Norwegian oil company Statoil continues to have pressure problems in a well on its Gullfaks C platform in the North Sea but denies there’s any acute danger of an uncontrolled blowout. The company, meanwhile, logged a huge gain just before the weekend on the sale of a major stake in a Brazilian oil field.
Statoil evacuated 89 workers from its Gullfaks C platform just before the long holiday weekend got underway. Changes in the pressure in a well yielded the “theoretical” possibility of a blowout on Wednesday. On Thursday, the situation worsened and the workers were evacuated while dozens of others stayed on board.
On Friday, Statoil announced that the situation was “stabile and secure,” but that it would take time “to plan and normalize” conditions on Gullfaks C. “It will be a few days before we can implement measures, and some days before they take effect,” spokesman Gisle Johanson told reporters.
Inger Anda of Norway’s Petroleum Safety Authority (Petroleumstilsynet), told newspaper Aftenposten on Saturday that “it’s a serious situation on Gullfaks C that has gone on for a relatively long time, but there still hasn’t been a blowout. There’s great accident potential, but for the moment, it seems they (Statoil officials) have good control.”
Frederic Hauge of environmental group Bellona wasn’t so sure about that. “All attempts to stabilize the well … have failed,” Hauge told news bureau NTB. “This isn’t acceptable.”
The Gullfaks C trouble is cropping up again just after British Petroleum continues to cope with its fatal blowout in the Gulf of Mexico and enormous resulting oil spill. “Now it’s important that they (Statoil officials) make good risk evaluations and act as quickly as possible,” Anda said.
It’s the third time in the past year that Statoil has had trouble with the same well on the Gullfaks field. Fears of a blowout also arose on December 23, and gas began to stream into the same well on April 30 last year, during drilling operations.
Big deal off Brazil
Meanwhile, Statoil’s corporate officials had much better news for investors on Friday, in announcing that it had sold off a 40 percent stake of its Peregrino field off Brazil to Sinochem Group of China.

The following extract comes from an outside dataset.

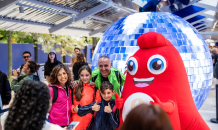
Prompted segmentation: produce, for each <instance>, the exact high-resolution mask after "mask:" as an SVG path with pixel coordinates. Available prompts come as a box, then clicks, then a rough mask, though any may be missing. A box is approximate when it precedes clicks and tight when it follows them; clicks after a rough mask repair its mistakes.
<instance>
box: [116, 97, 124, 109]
mask: <svg viewBox="0 0 218 130" xmlns="http://www.w3.org/2000/svg"><path fill="white" fill-rule="evenodd" d="M115 105H116V107H117V108H118V109H121V108H122V107H123V98H120V97H119V95H118V93H115Z"/></svg>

Sinochem is paying just over USD 3 billion in cash for the stake (nearly NOK 20 billion) and Statoil will retain a controlling 60 percent stake and continue as operator.
“The transaction confirms the high quality of the Peregrino asset, reflecting Statoil’s vallue added through the field development,” Statoil CEO Helge Lund claimed in a prepared statement. He called the “disvestment … a natural step in our continuous effort to optimize our portfolio.”
Production on the Peregrino field is due to start in 2011.